Fast wäre der Vorfall vom Juli 2007 in den Archiven des Pentagon verschwunden. Lapidar hieß es aus dem US-Verteidigungsministerium damals dazu, dass bei einem Luftangriff ein knappes Dutzend Aufständische getötet wurde. Nur der Website wikileak ist zu verdanken, dass Internet-User weltweit nun einen Einblick in die tödliche Realität des Irakkriegs nehmen können.
Zumindest in das, was man von außen als Realität betrachtet. Denn die Besatzung des US-Hubschraubers interessiert wenig mehr als die Tötung der Figuren auf dem Zielmonitor. Unter diesen Gesichtspunkten wird eine umgehängte Kamera schnell zum AK 47-Maschinengewehr und eine Gruppe friedlich versammelter Menschen zum Terroristentreffen. Grund genug also, das Feuer zu eröffnen.
Und das ist in seiner Tödlichkeit äußerst effizient. Ein paar kurze Feuerstöße, schon liegt die Gruppe am Boden. Ein, zwei Personen bewegen sich noch, der Hubschrauberschütze wünscht sich von dem verwundeten Mann nur eine Rechtfertigung für die nächste Salve: "Komm schon, alles, was du tun musst, ist eine Waffe aufzuheben."
Kinder und ein Fotograf sterben
Der tragische Irrtum wird den Soldaten gar nicht richtig bewusst. Dass unter den Todesopfern ein Fotograf der internationalen Agentur Reuters samt Fahrer ist, wird erst später bekannt. Ganz im Gegenteil: Ein ziviler Transportwagen, der herbeieilt, um die Verwundeten aufzusammeln, wird von der Hubschrauberbesatzung schnell als Terroristengefährt identifiziert und mit einer weiteren Salve bedacht.
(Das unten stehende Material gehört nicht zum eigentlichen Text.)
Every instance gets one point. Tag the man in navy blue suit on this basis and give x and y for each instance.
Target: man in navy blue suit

Diesmal kommen auch zwei Kinder ums Leben. "Schön geschossen", lobt ein Kamerad per Funk den Schützen, als würde er eine Tötungszahlstatistik im Auge haben.
Tragisch, dass selbst die Presseagentur Reuters, die dem Vorfall lange nachging, keinen Einblick in das Videomaterial nehmen durfte. Erst durch eine Lücke im Pentagon gelangte das Video an die Öffentlichkeit. Und dürfte den öffentlichen Druck auf die US-Regierung angesichts des unpopulären Einsatzes im Irak weiter erhöhen.